Most of the rusting waterways are located within some of Alaska’s most remote protected lands: the Arctic National Wildlife Refuge, the Gates of the Arctic National Park and Preserve, the Kobuk Valley National Park, and the Selawik Wildlife Refuge.

It is strikingly visual. “It seems like something’s been broken open or something’s been exposed in a way that has never been exposed before,” Dial said. “All the hardrock geologists who look at these pictures, they’re like, ‘Oh, that looks like acid mine waste.’” But it’s not mine waste. The researchers believe the land caused the rusty appearance of streambanks, rocks, and other structures.

It is believed that the climate is warming, which is leading to permafrost degrading. This releases iron-rich sediments, which oxidize when they come in contact with water. Water may become more acidic due to the possible oxidation of minerals from the soil. Although the research team has begun to identify the causes, it is not yet clear what the implications are. “I think the pH issue”—the acidity of the water—“is truly alarming,” said Hewitt. Although pH is important for many chemical and biotic processes, it has no effect on intricate food webs found in rivers and streams. The research team doesn’t know what could happen to fish, stream bed bugs or plant communities.

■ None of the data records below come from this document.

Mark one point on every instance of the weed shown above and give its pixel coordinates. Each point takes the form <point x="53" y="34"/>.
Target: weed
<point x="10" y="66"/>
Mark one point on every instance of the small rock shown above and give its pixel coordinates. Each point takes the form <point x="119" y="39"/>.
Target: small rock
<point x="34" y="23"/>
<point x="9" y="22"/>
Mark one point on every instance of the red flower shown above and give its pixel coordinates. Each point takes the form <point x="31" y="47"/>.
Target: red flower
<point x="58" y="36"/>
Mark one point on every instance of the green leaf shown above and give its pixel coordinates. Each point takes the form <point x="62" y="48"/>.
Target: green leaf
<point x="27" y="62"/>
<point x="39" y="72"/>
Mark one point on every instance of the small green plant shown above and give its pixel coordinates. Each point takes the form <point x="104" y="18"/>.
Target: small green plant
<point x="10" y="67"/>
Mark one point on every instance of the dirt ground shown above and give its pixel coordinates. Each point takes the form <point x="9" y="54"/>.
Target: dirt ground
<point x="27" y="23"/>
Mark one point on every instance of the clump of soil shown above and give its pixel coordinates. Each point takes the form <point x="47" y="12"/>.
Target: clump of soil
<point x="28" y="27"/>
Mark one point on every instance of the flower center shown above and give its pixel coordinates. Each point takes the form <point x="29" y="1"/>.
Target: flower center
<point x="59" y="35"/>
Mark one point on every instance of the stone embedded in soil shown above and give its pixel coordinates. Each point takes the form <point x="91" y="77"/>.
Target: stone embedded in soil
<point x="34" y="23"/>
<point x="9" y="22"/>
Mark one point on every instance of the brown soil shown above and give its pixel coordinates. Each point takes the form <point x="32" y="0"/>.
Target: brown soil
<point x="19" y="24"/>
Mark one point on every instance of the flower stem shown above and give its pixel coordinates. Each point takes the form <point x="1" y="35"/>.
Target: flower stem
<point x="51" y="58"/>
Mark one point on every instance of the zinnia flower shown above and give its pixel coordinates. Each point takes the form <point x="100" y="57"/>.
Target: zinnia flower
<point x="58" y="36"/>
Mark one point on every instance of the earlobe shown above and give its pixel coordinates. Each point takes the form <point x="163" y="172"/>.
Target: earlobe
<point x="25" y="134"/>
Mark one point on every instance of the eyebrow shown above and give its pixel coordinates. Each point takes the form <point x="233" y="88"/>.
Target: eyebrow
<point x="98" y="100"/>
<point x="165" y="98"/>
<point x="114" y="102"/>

The rusting of Alaska’s rivers will also likely have an impact on human communities. Rivers such as the Wulik and Kobuk have been found to be rusting. These rivers also provide drinking water for many Northwest Alaska Native communities. Sullivan stated that if the water quality continues to deteriorate it could affect species which are the primary source of food for Alaska Native residents living a subsistence lifestyle.